Hi David,
Good to hear things work now.
1) Technically, you can use the RdmaStorageTier "directly" with a SSD since
it allocates its data in "datapath" (and then mmaps it). Now this path is
typically a hugetlbfs but it can be a standard mount point. However, there
are a few drawbacks with this approach: all IO is buffered and you have no
control over when it is written to the SSD and since Rdma requires that all
memory is pinned you have to allocate as much memory as your SSD has. So
overall that is not really feasible.
My recommendation is to use the NVMf storage tier locally.
2) Correct, at the moment that is the only way you can do this: start
multiple instances of SPDK or use SPDK RAID0 if you just want to use
multiple devices in the same storage class.
FYI the shuffle plugin also supports configuring the storage class it should
write to: "spark.crail.shuffle.storageclass" (put into Spark config)
Regards,
Jonas
On Tue, 9 Jul 2019 01:05:37 +0000
David Crespi <david.cre...@storedgesystems.com> wrote:
HI,
Wanted to ask if there is a way of using local ssd via the
RdmaStorageTier, so a couple of question.
From the blog example there were these three classes.
crail@clustermaster:~$ cat $CRAIL_HOME/conf/slaves
clusternode1 -t org.apache.crail.storage.rdma.RdmaStorageTier -c 0
clusternode1 -t org.apache.crail.storage.nvmf.NvmfStorageTier -c 1
disaggnode -t org.apache.crail.storage.nvmf.NvmfStorageTier -c 2
1. Is there a way of using the RdmaStorageTier directly with a SSD
that is local to the server “clusternode1”?
Or is it that the local SSD has to be included into a NVMf subsystem
on that local server, thus the NvmfStorageTier
is used on that same server in order to access the SSD locally via
an nvmf subsystem.
1. I asked the question a few days ago about how to use the same
Subsystem NQN, which I can’t with a single
instance of SPDK. Is this how using the same a NQN is possible, that
different instances of SPDK would be used… one on each server (i.e.
clusternode1 & clusternode2), each with their own “version” of that
same Subsystem?
BTW…
I have my environment all running now, and all in containers.
Everything appears to be working as advertised.

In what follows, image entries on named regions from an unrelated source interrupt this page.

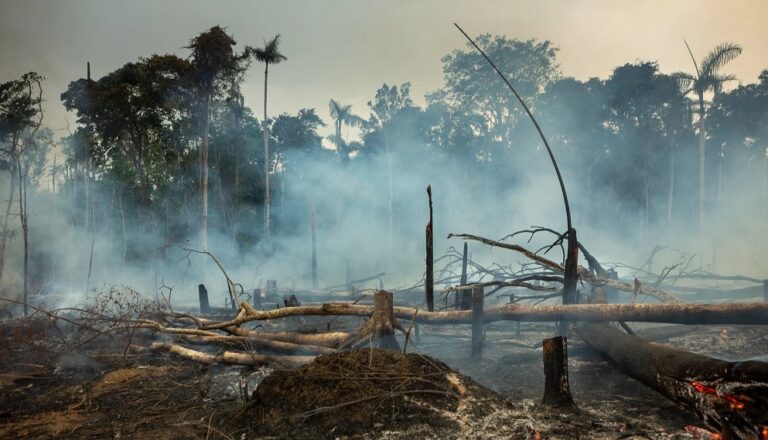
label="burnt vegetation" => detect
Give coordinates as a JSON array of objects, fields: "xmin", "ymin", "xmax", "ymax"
[{"xmin": 0, "ymin": 22, "xmax": 768, "ymax": 440}]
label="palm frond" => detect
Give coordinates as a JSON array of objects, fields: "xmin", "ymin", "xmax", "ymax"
[
  {"xmin": 683, "ymin": 39, "xmax": 701, "ymax": 77},
  {"xmin": 701, "ymin": 43, "xmax": 742, "ymax": 76},
  {"xmin": 253, "ymin": 34, "xmax": 288, "ymax": 64},
  {"xmin": 669, "ymin": 72, "xmax": 696, "ymax": 95}
]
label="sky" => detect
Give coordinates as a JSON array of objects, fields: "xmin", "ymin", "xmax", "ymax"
[{"xmin": 0, "ymin": 0, "xmax": 768, "ymax": 143}]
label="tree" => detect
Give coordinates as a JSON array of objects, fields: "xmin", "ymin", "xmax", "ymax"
[
  {"xmin": 674, "ymin": 42, "xmax": 742, "ymax": 228},
  {"xmin": 368, "ymin": 82, "xmax": 413, "ymax": 246},
  {"xmin": 427, "ymin": 34, "xmax": 560, "ymax": 162},
  {"xmin": 0, "ymin": 72, "xmax": 44, "ymax": 316},
  {"xmin": 328, "ymin": 99, "xmax": 365, "ymax": 163},
  {"xmin": 253, "ymin": 34, "xmax": 288, "ymax": 241},
  {"xmin": 187, "ymin": 26, "xmax": 250, "ymax": 250}
]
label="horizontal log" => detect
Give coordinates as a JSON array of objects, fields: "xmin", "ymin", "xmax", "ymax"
[
  {"xmin": 576, "ymin": 322, "xmax": 768, "ymax": 439},
  {"xmin": 203, "ymin": 303, "xmax": 768, "ymax": 330},
  {"xmin": 395, "ymin": 303, "xmax": 768, "ymax": 325},
  {"xmin": 130, "ymin": 342, "xmax": 315, "ymax": 368}
]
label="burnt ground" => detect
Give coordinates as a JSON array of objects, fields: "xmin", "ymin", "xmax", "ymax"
[{"xmin": 0, "ymin": 312, "xmax": 768, "ymax": 440}]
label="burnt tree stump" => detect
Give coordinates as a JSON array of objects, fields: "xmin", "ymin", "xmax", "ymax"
[
  {"xmin": 541, "ymin": 336, "xmax": 573, "ymax": 407},
  {"xmin": 372, "ymin": 290, "xmax": 400, "ymax": 351},
  {"xmin": 253, "ymin": 287, "xmax": 261, "ymax": 310},
  {"xmin": 472, "ymin": 287, "xmax": 485, "ymax": 357},
  {"xmin": 197, "ymin": 284, "xmax": 211, "ymax": 315}
]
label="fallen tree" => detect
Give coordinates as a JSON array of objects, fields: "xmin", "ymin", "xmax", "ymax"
[
  {"xmin": 206, "ymin": 303, "xmax": 768, "ymax": 326},
  {"xmin": 576, "ymin": 322, "xmax": 768, "ymax": 439}
]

The spark shuffle seems to be filling up the memory tier, then
continuing on to the ssd tier. Haven’t done anything
over 300G yet, but it’s coming. I’m clarifying the above to be sure
I’m not missing out on one of the configs. I’m
currently also using HDFS for the tmp results as I currently only
have one instance of SPDK, so both
NVMf class 1 and 2 can’t exist for me (assuming the answers above
that is 😊).
Regards,
David